De herziening van de canon na 50 jaar (grief 12)
3.35
[appellanten1 t/m 5] en SEBU vinden het beding, waarin staat dat de Gemeente na 50 jaar de canon opnieuw vaststelt, onredelijk bezwarend. Zij wijzen daarbij op informatie die de Gemeente zelf heeft verstrekt over de wijze waarop zij in de toekomst invulling wil geven aan deze bevoegdheid, zoals de zogenaamde Infographic van de Gemeente. Volgens hen blijkt uit de door hen genoemde voorbeelden dat de Gemeente aan het einde van een tijdvak van 50 jaar een onredelijk hoge canon in rekening kan brengen. Daarmee staat volgens hen vast dat het beding tot een onredelijke uitkomst kan leiden.
3.36
Het hof stelt bij de beoordeling van deze grief voorop dat de Gemeente nog geen toepassing heeft gegeven aan dit beding, zodat toetsing van dit beding slechts in abstracto kan plaatsvinden.
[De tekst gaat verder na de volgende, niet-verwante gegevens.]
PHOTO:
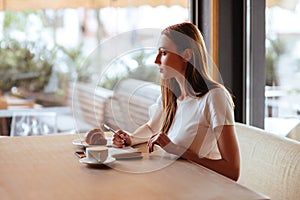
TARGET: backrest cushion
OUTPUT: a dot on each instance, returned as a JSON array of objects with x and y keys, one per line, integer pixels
[{"x": 269, "y": 164}]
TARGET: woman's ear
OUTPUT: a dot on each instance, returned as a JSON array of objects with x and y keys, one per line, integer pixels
[{"x": 187, "y": 54}]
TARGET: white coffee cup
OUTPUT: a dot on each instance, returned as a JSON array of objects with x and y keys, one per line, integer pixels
[{"x": 98, "y": 153}]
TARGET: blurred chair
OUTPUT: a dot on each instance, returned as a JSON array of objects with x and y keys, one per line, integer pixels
[{"x": 33, "y": 123}]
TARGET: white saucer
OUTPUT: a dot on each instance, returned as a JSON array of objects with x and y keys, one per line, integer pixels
[{"x": 108, "y": 161}]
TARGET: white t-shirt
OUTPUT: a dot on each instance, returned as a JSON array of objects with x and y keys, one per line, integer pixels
[{"x": 195, "y": 120}]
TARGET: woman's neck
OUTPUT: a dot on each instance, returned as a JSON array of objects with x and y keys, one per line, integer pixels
[{"x": 182, "y": 84}]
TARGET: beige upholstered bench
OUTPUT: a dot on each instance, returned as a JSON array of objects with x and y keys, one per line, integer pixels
[{"x": 269, "y": 164}]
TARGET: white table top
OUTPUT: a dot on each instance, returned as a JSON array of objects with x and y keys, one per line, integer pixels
[{"x": 45, "y": 167}]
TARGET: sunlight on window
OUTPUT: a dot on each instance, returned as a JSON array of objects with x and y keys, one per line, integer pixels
[{"x": 283, "y": 66}]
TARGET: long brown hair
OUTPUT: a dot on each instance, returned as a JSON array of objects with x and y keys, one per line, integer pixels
[{"x": 198, "y": 81}]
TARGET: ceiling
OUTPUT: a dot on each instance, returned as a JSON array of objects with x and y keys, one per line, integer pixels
[{"x": 59, "y": 4}]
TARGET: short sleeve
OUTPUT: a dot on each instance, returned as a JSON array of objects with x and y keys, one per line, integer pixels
[{"x": 220, "y": 108}]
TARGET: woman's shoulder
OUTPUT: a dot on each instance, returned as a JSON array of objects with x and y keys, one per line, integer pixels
[{"x": 220, "y": 94}]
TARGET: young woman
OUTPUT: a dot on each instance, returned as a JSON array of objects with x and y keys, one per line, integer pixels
[{"x": 193, "y": 118}]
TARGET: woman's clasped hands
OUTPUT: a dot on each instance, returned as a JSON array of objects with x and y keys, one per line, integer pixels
[{"x": 162, "y": 140}]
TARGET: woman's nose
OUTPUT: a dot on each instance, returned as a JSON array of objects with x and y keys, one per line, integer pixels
[{"x": 157, "y": 59}]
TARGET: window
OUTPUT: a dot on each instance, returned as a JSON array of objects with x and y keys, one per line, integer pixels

De Gemeente wijst er terecht op dat de Infographic alleen maar een wijze van informatievoorziening bevat en dat dit geen rechtsgevolg sorteert en dat daarmee ook niet kenbaar is gemaakt hoe de Gemeente in de toekomst toepassing aan de bedingen zal geven. De Gemeente heeft met deze Infographic slechts de werking van de Conversieregeling erfpacht 2017 willen toelichten aan de hand van voorbeelden. Daarbij komt dat de toekomstige grondwaarde onzeker is.
Verder is van belang dat bij de vaststelling van een nieuwe canon na 50 jaar nadere besluitvorming door het gemeentebestuur nodig is en dat de Gemeente daarbij gebonden is aan de algemene beginselen van behoorlijk bestuur. Om die reden valt niet bij voorbaat in te zien dat het de Gemeente vrij staat om de canon op een onredelijk hoog niveau vast te stellen.
Ook hier maakt de omstandigheid dat het recht van erfpacht niet kan worden opgezegd, dat niet anders.
Van een onredelijk bezwarend beding is geen sprake.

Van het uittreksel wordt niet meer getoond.